I feel like an awful old Luddite suggesting a young theatre company should try and have fewer ideas, but it’s hard to reach any other conclusion from this bizarre mess of a show from new company Tramp.
Bad idea one: ‘Confessional’ is a rarely performed Tennessee Williams play, which is always a terrifying prospect (there are about a billion, mostly pretty shonky).
Bad idea two: relocating ‘Confessional’, a play set in ’50s California, to present day Essex.
Bad idea three: the company’s unique performance style (‘a new kind of acting’!), which apparently involves improvising delivery, tone, movement; everything but the words.
The collision of all these things makes for a weirdly stilted night: the dialogue flows about as naturally as a Donald Trump apology, as the elegant rhythms of Williams’s southern States language clang away confusingly when spat out in hard Essex cadence. It sounds distractingly forced, a distancing effect on an already unfamiliar play, presumably massively exacerbated by the fact the cast are apparently changing their delivery every night.

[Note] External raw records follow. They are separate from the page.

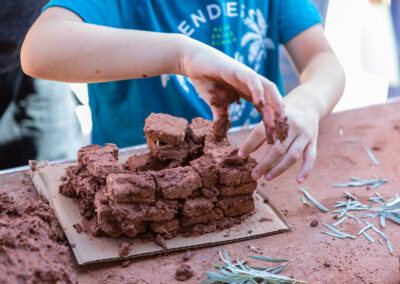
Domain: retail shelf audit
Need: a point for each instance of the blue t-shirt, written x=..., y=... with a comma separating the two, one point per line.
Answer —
x=248, y=30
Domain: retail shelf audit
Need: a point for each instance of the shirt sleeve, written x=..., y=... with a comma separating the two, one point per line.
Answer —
x=296, y=16
x=90, y=11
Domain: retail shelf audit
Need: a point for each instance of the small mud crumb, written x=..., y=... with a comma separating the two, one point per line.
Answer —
x=126, y=263
x=184, y=272
x=327, y=264
x=124, y=249
x=159, y=240
x=78, y=228
x=187, y=255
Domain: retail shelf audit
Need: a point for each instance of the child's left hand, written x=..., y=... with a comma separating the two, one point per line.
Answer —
x=302, y=140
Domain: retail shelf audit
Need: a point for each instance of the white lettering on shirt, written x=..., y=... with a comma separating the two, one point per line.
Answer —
x=198, y=18
x=185, y=28
x=231, y=9
x=217, y=10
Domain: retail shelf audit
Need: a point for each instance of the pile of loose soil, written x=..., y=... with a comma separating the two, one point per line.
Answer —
x=190, y=182
x=32, y=244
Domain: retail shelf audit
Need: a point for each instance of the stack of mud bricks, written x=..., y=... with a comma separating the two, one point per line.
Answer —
x=188, y=183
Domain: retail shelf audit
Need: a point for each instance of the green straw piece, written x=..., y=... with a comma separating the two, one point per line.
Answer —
x=266, y=258
x=339, y=222
x=369, y=238
x=365, y=228
x=334, y=235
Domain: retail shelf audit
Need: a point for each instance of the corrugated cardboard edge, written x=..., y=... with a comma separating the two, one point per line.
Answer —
x=40, y=185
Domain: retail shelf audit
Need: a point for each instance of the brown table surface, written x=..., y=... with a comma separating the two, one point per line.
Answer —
x=351, y=261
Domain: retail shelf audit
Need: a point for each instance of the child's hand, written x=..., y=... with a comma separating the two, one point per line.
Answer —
x=221, y=80
x=302, y=140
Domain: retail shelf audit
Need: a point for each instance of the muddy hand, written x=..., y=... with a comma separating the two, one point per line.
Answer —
x=301, y=141
x=221, y=80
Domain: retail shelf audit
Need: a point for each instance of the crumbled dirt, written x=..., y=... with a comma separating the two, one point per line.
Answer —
x=159, y=240
x=193, y=194
x=125, y=263
x=188, y=254
x=78, y=228
x=31, y=247
x=124, y=249
x=327, y=264
x=184, y=272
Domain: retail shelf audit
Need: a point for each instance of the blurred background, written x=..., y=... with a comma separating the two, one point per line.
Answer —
x=365, y=35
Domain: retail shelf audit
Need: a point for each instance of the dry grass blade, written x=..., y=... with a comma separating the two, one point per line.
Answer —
x=265, y=258
x=357, y=182
x=339, y=222
x=238, y=272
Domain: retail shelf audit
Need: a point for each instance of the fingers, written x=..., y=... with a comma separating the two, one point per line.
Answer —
x=309, y=156
x=273, y=96
x=294, y=152
x=273, y=156
x=253, y=141
x=257, y=92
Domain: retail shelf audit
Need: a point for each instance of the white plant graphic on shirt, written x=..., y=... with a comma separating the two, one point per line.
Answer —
x=256, y=38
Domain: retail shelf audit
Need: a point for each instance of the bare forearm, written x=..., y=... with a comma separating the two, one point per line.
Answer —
x=73, y=51
x=321, y=84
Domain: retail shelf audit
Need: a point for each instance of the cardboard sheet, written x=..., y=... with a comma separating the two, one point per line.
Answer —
x=89, y=249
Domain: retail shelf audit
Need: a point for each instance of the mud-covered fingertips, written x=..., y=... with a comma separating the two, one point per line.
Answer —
x=241, y=155
x=255, y=175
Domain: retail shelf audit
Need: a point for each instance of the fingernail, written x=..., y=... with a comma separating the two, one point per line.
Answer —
x=255, y=175
x=241, y=155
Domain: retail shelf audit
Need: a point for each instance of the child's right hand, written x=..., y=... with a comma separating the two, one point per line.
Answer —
x=221, y=80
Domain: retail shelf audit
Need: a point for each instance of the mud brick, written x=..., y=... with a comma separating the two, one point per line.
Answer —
x=206, y=218
x=236, y=205
x=199, y=128
x=226, y=156
x=165, y=227
x=236, y=175
x=210, y=193
x=105, y=220
x=207, y=170
x=164, y=152
x=177, y=182
x=197, y=206
x=240, y=189
x=131, y=187
x=145, y=162
x=165, y=128
x=129, y=212
x=133, y=229
x=162, y=210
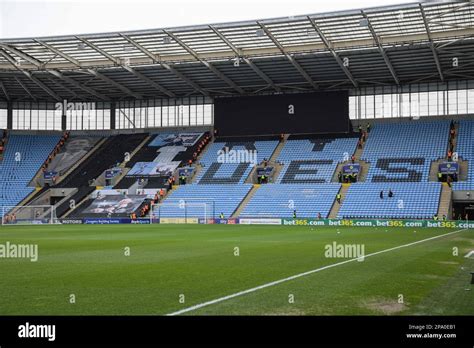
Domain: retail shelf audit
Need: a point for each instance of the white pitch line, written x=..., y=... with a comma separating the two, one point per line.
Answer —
x=276, y=282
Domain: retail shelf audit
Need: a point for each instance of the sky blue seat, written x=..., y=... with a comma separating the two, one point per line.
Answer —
x=313, y=160
x=215, y=172
x=403, y=152
x=23, y=157
x=280, y=200
x=465, y=150
x=410, y=200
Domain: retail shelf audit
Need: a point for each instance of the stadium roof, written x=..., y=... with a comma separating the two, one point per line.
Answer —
x=392, y=45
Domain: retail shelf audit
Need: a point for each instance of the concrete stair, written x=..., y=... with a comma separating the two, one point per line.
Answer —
x=336, y=206
x=134, y=152
x=78, y=163
x=245, y=201
x=445, y=202
x=364, y=170
x=278, y=149
x=462, y=170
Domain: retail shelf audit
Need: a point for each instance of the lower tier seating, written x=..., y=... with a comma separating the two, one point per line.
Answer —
x=410, y=200
x=202, y=201
x=22, y=158
x=280, y=200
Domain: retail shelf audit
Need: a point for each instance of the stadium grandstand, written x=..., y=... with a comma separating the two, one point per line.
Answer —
x=353, y=114
x=309, y=165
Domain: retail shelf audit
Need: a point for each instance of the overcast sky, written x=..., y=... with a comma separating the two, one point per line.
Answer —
x=34, y=18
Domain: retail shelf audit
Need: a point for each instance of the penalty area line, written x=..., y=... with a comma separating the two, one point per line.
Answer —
x=299, y=275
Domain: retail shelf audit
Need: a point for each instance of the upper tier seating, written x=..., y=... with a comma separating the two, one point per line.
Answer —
x=279, y=200
x=410, y=200
x=23, y=157
x=465, y=150
x=233, y=171
x=313, y=160
x=403, y=152
x=109, y=154
x=203, y=201
x=106, y=156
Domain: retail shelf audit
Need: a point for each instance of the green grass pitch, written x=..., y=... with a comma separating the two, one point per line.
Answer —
x=199, y=262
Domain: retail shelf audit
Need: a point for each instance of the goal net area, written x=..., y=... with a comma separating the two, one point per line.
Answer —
x=182, y=211
x=28, y=215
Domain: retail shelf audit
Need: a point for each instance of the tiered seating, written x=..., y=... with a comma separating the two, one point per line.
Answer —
x=313, y=160
x=215, y=199
x=232, y=173
x=23, y=157
x=465, y=150
x=410, y=200
x=279, y=200
x=403, y=152
x=105, y=157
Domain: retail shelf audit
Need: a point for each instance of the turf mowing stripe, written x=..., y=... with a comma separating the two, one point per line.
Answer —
x=276, y=282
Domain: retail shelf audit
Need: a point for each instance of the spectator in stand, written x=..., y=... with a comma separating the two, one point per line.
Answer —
x=449, y=180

‘Confessional’ itself is essentially a series of interweaving plots set in Monk’s Place, a seaside dive bar, in which a bunch of damaged regulars unload emotionally over the course of an increasingly boozy night. I feel like I’ve seen worse Williams obscurities, but I felt so detached from the play by the delivery that I’m not sure I really could offer a fair assessment. The saving grace is a handsome set from Justin Williams, but even that causes problems, as the cast – presumably improvising away frantically – have far too much space to drift around in. I can’t help but admire Tramp’s absolute chutzpah, but this is not a bar I’ll be drinking in again.